US chipmaker Intel hosted an investor webinar on Wednesday, where it underlined that its long-awaited next-generation data center chips, the 4th generation Xeon processors, are now shipping at scale to customers in the data center, cloud services and artificial intelligence industries. The processors, known better as their codename Sapphire Rapids, were initially estimated to launch in end-2021 following the introduction of 3rd generation Xeon processors in Q1CY21 — but a host of manufacturing delays, including refining the manufacturing process for the processors, pushed the launch back by nearly six quarters.
In the investor call, Sandra Rivera, executive vice-president and general manager of Intel’s data center and AI business, said that all “major” data center and AI brands are now shipping the 4th generation Xeon processors, and the top 10 global cloud service providers — which would include the likes of Google, Amazon and Microsoft — are working on integrating the processor lineup into their underlying infrastructure.
The wide-scale shipping comes after a delay that also appears to have cost Intel in terms of its revenue market share. According to a February 27 report by market researcher Counterpoint India, Intel ended CY22 with a revenue market share of 70.7% — down by over 12% from CY21, when it captured 80.8% of data center CPU revenue.
But, Intel now expects to consolidate its still-majority market share in the data center and server CPUs market, where its primary rival, AMD, has clearly gained ground with its ‘Epyc’ line of processors. In the investors’ call, Rivera, along with colleagues, offered a direct comparison with a 4th generation, 48-core AMD Epyc server CPU, and claimed that the 4th generation Xeon processors offer 4x higher average performance on deep learning workloads.
Intel also offered a roadmap of its processor deployments in the years to come, stating that the December quarter of CY23 will see the launch of 5th generation Xeon ‘Emerald Rapids’ processors, with customers already sampling the product.

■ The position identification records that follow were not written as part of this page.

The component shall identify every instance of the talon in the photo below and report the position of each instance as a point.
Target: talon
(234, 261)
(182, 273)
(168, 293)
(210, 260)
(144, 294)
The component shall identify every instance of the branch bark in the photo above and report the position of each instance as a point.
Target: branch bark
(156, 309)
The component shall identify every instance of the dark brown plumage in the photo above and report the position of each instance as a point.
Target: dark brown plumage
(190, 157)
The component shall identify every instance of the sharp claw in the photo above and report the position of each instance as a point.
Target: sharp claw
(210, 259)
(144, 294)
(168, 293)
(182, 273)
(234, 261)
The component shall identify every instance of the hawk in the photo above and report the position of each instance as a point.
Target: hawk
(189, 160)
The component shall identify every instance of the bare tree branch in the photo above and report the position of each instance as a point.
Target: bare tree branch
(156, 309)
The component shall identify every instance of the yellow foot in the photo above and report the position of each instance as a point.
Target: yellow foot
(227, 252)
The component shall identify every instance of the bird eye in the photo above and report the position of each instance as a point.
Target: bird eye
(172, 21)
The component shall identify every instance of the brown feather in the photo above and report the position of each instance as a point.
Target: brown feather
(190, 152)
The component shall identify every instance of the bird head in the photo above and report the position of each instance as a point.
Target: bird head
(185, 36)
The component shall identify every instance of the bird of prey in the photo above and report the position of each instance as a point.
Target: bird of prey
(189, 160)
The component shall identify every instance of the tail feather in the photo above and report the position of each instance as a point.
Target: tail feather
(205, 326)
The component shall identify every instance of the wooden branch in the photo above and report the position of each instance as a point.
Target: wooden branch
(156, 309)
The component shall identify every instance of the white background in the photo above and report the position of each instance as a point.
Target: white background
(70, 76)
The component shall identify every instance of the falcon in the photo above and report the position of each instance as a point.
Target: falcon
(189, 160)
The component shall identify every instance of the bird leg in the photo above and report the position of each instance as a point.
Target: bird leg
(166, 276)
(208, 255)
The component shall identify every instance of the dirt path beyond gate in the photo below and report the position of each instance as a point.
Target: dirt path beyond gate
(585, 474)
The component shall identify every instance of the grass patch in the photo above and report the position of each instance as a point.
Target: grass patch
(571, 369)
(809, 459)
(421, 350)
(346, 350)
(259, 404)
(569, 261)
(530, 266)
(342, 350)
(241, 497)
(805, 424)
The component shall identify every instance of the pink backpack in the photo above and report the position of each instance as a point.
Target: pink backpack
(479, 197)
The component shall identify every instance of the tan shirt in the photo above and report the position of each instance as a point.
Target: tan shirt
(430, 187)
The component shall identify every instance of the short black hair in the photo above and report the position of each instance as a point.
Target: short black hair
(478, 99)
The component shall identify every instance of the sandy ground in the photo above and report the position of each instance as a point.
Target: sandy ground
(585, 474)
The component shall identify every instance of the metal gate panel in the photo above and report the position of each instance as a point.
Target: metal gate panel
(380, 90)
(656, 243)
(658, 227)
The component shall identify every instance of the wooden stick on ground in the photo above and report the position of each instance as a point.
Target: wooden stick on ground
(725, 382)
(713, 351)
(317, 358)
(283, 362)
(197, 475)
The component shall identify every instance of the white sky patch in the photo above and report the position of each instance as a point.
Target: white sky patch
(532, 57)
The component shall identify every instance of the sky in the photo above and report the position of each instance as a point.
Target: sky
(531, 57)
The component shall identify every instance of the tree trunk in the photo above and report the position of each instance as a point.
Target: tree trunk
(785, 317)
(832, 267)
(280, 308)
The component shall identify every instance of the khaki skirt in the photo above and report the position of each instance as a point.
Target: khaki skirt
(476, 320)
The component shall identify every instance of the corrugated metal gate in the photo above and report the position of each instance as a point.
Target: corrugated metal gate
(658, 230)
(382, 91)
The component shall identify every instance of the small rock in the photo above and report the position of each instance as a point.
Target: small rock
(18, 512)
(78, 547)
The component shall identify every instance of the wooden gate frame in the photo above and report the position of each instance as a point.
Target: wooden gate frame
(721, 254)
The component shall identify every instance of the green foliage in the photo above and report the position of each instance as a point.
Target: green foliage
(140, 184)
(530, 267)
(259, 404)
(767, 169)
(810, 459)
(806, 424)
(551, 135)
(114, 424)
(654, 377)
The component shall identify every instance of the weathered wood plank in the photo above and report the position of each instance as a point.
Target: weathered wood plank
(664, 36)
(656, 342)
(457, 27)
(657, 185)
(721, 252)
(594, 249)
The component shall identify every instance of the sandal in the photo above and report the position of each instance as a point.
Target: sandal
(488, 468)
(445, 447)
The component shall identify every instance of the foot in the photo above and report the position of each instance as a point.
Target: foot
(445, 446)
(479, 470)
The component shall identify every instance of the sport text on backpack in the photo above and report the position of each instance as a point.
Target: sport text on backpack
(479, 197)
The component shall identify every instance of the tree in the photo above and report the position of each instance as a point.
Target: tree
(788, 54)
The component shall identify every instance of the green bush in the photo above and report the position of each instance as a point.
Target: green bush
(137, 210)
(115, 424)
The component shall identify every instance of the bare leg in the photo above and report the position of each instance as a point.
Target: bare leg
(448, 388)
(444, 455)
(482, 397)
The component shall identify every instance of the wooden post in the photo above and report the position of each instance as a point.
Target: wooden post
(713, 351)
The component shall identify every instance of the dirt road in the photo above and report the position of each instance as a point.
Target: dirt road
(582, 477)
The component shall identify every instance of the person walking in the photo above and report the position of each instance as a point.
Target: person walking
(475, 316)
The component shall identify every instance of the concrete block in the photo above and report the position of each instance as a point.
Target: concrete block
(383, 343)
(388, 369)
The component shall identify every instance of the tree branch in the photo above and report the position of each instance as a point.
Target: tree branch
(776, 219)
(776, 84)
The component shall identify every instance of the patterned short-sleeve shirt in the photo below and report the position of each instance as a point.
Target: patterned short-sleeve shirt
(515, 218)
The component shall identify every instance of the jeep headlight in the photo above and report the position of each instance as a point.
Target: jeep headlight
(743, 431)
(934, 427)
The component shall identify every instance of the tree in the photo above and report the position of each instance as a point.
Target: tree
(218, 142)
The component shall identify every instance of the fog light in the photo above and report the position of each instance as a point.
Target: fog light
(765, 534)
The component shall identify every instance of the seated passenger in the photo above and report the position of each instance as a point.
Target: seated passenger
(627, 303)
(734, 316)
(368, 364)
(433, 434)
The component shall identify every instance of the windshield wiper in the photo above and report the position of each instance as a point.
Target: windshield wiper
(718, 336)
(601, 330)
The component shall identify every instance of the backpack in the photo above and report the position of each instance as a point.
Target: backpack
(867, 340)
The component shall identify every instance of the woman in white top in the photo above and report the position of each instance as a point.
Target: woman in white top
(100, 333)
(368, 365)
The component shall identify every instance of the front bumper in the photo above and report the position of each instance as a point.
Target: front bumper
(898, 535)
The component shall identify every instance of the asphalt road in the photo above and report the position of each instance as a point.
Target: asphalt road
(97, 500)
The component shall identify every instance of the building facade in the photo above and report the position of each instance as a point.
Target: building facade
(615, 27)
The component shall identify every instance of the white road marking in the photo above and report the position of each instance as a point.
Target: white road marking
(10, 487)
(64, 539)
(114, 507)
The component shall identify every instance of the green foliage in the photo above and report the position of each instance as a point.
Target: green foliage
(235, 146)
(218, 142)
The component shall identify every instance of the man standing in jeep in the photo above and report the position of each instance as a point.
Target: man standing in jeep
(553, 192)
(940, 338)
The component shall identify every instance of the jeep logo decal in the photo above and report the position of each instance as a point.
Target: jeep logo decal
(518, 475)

The latter will be a performance-grade product, and will be followed closely in H1CY24 with Sierra Forest, Intel’s 3nm-based data center processors.
To be sure, the present 4th generation Xeon processors are based on Intel 7 — which, despite its naming, is actually the third iteration of the company’s 10nm fabrication process.

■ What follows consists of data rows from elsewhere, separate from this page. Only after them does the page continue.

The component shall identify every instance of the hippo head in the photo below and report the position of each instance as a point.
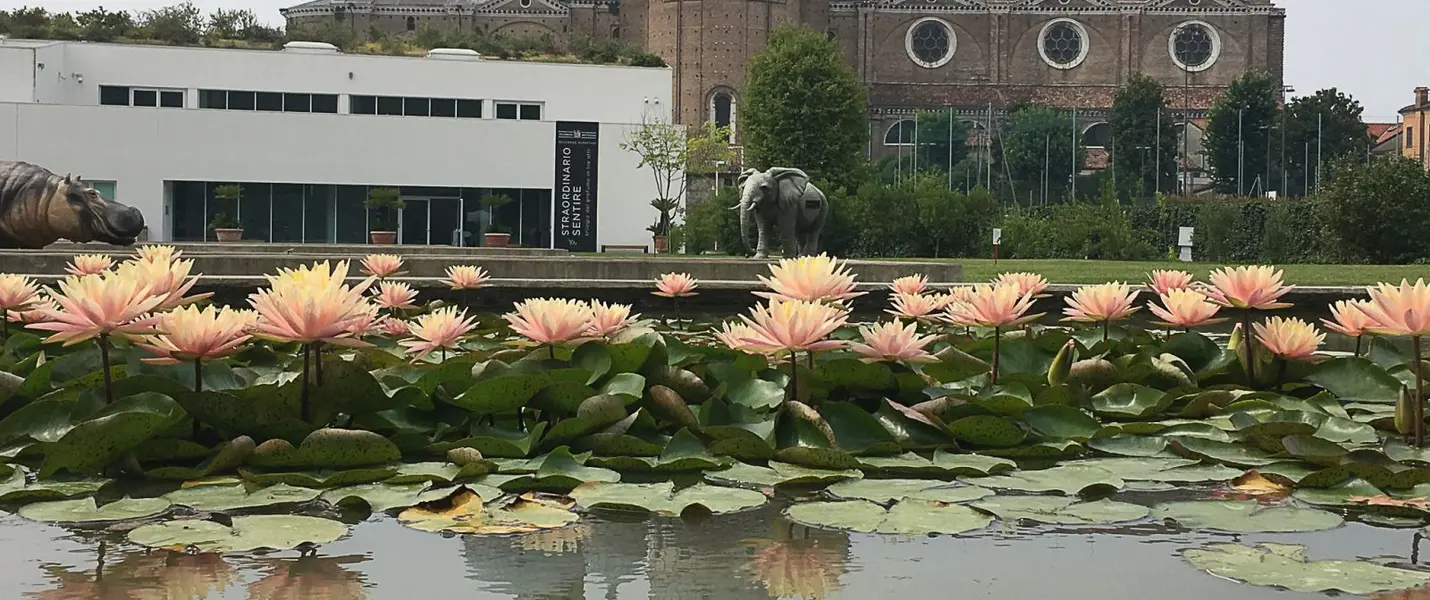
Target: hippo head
(80, 213)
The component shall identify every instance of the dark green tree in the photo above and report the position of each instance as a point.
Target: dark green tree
(1377, 210)
(1038, 147)
(1143, 132)
(1327, 126)
(1239, 135)
(805, 109)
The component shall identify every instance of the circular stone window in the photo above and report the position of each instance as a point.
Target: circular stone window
(1063, 43)
(1194, 46)
(930, 43)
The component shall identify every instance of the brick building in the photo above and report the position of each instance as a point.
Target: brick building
(971, 56)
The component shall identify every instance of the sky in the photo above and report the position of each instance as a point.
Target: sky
(1369, 49)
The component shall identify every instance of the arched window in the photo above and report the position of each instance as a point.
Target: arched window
(900, 133)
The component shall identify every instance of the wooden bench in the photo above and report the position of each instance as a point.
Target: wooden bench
(625, 247)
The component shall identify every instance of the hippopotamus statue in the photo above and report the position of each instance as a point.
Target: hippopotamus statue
(39, 207)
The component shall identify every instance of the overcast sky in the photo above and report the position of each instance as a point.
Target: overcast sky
(1364, 47)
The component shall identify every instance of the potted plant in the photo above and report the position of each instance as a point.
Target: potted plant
(498, 236)
(226, 227)
(383, 205)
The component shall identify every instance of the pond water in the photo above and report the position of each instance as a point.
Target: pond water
(752, 555)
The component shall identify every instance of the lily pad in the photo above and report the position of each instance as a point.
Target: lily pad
(1060, 510)
(888, 490)
(256, 532)
(85, 510)
(1246, 516)
(910, 517)
(664, 499)
(1286, 566)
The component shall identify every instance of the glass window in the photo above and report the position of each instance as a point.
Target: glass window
(416, 107)
(298, 103)
(325, 103)
(146, 97)
(363, 105)
(113, 95)
(240, 100)
(389, 105)
(213, 99)
(270, 102)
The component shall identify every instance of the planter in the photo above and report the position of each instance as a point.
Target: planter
(228, 235)
(496, 240)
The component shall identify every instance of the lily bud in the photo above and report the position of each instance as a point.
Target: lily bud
(1061, 365)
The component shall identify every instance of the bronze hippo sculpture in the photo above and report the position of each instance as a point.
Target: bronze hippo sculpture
(39, 207)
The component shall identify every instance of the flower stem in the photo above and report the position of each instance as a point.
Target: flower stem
(103, 362)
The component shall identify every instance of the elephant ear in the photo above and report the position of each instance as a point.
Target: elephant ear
(795, 176)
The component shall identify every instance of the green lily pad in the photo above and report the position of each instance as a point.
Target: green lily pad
(778, 475)
(1286, 567)
(219, 499)
(1060, 510)
(1068, 479)
(85, 510)
(256, 532)
(1246, 516)
(888, 490)
(664, 499)
(910, 517)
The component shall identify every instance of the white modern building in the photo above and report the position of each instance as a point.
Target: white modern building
(308, 130)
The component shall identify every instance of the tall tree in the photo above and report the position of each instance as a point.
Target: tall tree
(1038, 149)
(1239, 135)
(1322, 127)
(1143, 132)
(804, 109)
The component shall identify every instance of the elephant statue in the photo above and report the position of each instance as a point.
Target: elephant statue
(784, 203)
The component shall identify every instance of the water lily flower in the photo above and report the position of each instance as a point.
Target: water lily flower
(675, 286)
(1103, 303)
(1257, 287)
(810, 279)
(198, 335)
(1027, 283)
(395, 296)
(465, 277)
(893, 342)
(608, 319)
(911, 285)
(89, 263)
(382, 265)
(1161, 282)
(1184, 309)
(438, 330)
(1289, 337)
(551, 320)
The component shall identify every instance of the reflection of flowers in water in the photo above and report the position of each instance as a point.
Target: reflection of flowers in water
(554, 540)
(797, 566)
(313, 577)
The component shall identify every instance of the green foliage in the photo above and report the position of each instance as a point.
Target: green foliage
(1239, 133)
(805, 109)
(1377, 210)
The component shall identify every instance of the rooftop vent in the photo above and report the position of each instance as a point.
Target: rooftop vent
(454, 55)
(311, 47)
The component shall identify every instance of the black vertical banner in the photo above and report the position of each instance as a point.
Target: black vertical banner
(575, 190)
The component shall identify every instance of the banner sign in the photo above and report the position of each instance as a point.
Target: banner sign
(575, 189)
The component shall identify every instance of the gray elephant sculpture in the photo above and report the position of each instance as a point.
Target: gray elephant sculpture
(784, 203)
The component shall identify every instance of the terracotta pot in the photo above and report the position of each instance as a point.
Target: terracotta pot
(228, 235)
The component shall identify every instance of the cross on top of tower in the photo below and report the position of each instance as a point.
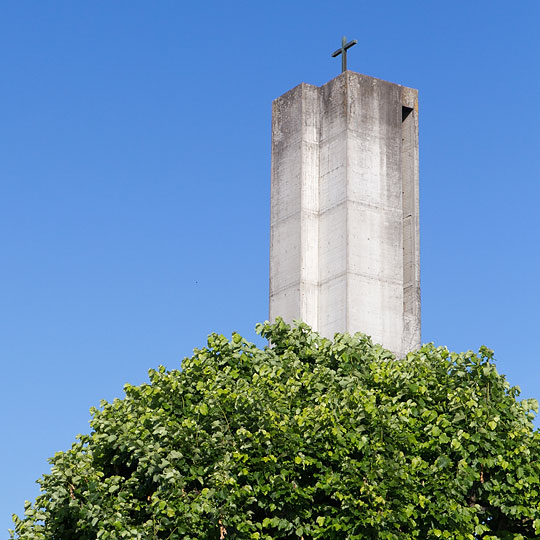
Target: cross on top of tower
(343, 52)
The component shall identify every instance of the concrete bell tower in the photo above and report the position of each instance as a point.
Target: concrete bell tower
(344, 240)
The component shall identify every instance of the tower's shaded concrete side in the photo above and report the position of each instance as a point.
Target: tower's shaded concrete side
(344, 249)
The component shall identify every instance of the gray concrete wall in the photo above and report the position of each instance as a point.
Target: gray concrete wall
(344, 254)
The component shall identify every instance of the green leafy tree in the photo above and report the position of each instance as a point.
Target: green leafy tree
(307, 438)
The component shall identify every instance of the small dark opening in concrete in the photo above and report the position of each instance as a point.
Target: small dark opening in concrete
(405, 111)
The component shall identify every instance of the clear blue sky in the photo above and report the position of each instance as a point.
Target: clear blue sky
(135, 174)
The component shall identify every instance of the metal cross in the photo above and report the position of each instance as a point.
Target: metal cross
(343, 52)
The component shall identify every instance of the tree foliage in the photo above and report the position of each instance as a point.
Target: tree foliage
(307, 438)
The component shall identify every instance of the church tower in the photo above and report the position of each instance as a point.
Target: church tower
(344, 247)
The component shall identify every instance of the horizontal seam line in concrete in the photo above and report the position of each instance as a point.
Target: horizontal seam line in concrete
(362, 204)
(360, 274)
(303, 211)
(295, 285)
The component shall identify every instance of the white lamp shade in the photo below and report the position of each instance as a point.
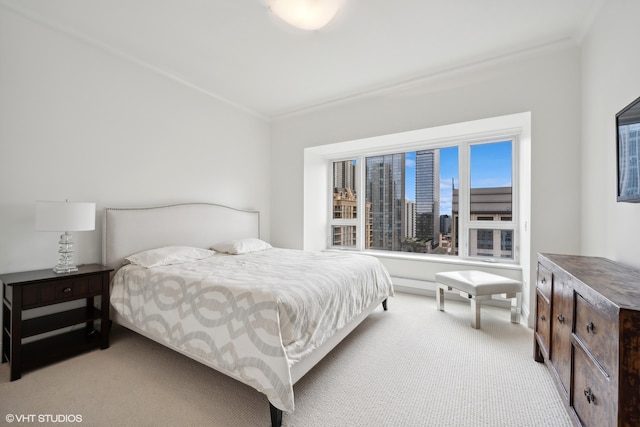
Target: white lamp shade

Intel further detailed that Sierra Forest will be closely followed by the next generation of performance core-powered data center chips, Granite Rapids. The latter will actually be a follow-up to Q4CY23’s Emerald Lake, while Sierra Forest’s follow-up will come in CY25 with Clearwater Forest.
All of this, according to Intel, will see the company target a larger market than it expected. Rivera said that Intel is now targeting an addressable data center and AI market worth $110 billion — which is nearly double the market size that it estimated at its 2022 investor conference for the sector.
Intel, however, will contend with rising competition from more rivals in the market, such as Amazon’s own Arm-based server chips, and fellow US chip designer Ampere as well.